MISE EN SITUATION. - Mercredi, le Téfécé a disputé une rencontre amicale à huis-clos, contre les moins de 18 ans du club. Histoire de se rapprocher au plus près, certainement, du niveau supposé des amateurs alsaciens, supervisés dimanche dernier à Oberhoffen par un émissaire haut-garonnais. L'affaire n'a pas fait un pli: victoire 7-0 pour les pros...

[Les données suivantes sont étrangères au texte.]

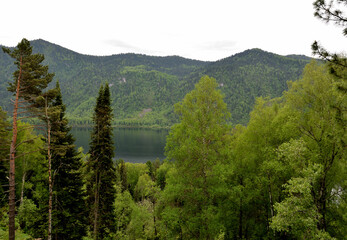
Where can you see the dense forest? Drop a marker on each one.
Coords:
(145, 88)
(280, 176)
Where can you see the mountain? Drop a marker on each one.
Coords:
(145, 88)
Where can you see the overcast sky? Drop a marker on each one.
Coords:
(197, 29)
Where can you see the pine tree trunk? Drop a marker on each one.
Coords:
(96, 207)
(22, 189)
(12, 183)
(49, 177)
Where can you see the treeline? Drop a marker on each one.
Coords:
(139, 82)
(280, 177)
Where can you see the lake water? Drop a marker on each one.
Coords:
(132, 145)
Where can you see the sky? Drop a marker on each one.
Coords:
(196, 29)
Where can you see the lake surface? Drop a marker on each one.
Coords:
(132, 145)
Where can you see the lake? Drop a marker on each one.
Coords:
(131, 144)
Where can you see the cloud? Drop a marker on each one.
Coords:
(224, 45)
(123, 45)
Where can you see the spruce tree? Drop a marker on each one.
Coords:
(69, 215)
(29, 81)
(102, 176)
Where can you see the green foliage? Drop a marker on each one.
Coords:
(297, 214)
(139, 82)
(69, 214)
(4, 151)
(198, 145)
(101, 178)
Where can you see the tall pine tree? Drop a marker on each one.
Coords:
(69, 215)
(102, 175)
(29, 81)
(4, 143)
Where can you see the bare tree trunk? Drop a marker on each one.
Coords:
(49, 175)
(12, 183)
(96, 207)
(22, 189)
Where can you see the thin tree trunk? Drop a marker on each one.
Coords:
(96, 207)
(12, 190)
(22, 189)
(49, 176)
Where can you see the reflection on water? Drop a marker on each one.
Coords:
(132, 145)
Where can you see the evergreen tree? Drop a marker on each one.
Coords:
(69, 218)
(102, 174)
(29, 81)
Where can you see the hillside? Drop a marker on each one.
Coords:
(145, 88)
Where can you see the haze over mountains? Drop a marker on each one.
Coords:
(145, 88)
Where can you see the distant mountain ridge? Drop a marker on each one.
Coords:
(138, 82)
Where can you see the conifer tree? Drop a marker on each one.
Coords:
(102, 174)
(29, 81)
(69, 218)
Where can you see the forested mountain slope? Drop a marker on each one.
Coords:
(145, 88)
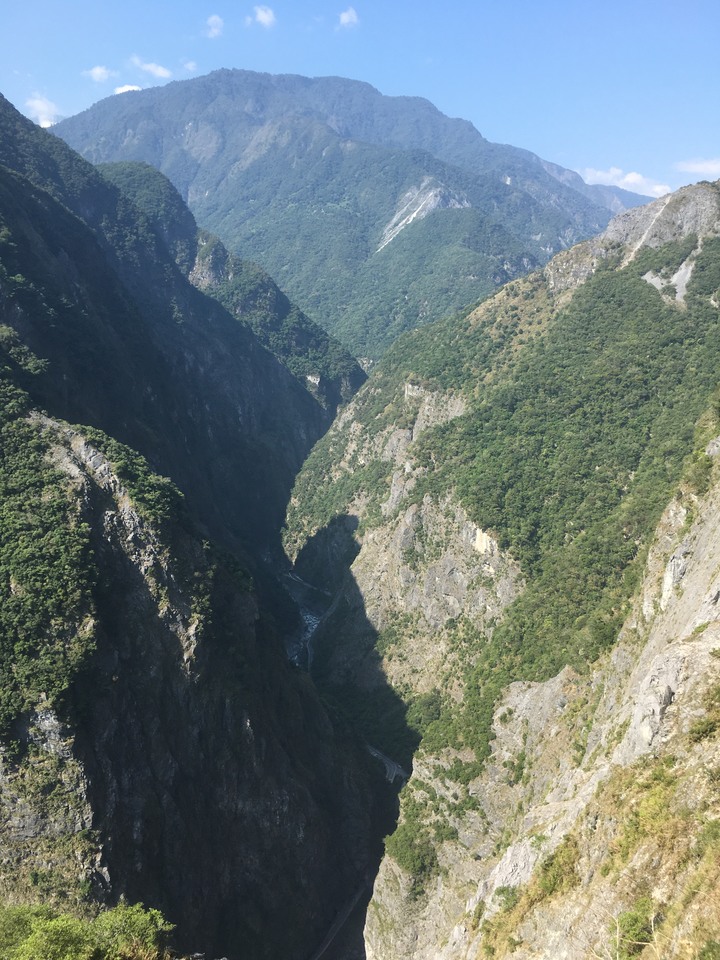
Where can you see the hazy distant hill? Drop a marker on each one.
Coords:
(375, 213)
(527, 501)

EBONDO, LE RESCAPÉ. - Le Toulousain Albin Ebondo est déjà venu deux fois en Alsace affronter des clubs amateurs en Coupe de France. A Schiltigheim, le 15 février 2003, il s'était incliné face au Sporting (0-3) en 8e de finale. A Geispolsheim, le 8 janvier 2005, il s'imposait face à Gambsheim (3-0). Samedi, le défenseur devrait d'ailleurs être titularisé.
L'équipe probable: Carrasso - Ebondo, Congré, Fofana, Mathieu - Capoue - Braaten, Sissoko, Sirieix, Bergougnoux - Gignac.
GROUPE. - Hervé Sturm a annoncé hier soir le groupe de dix-huit joueurs retenus pour le match : M. Balieux, Berling, Bonelli, Courdavault, Eckert, Fornecker, Granmasson, Hantz, Heit, Ighli, Kettering, Lerché, Marty, R. Martzolff, Rischmann, Roth, Sortelle, Wagner.
«Le choix du 18e homme a été à nouveau difficile à faire, a commenté Sturm. Pour le onze de départ, ce sera le même que face à Clermont.»
COULEURS.- Samedi pour le 16e de finale, Schirrhein conservera son bleu traditionnel alors que les Toulousains évolueront en blanc.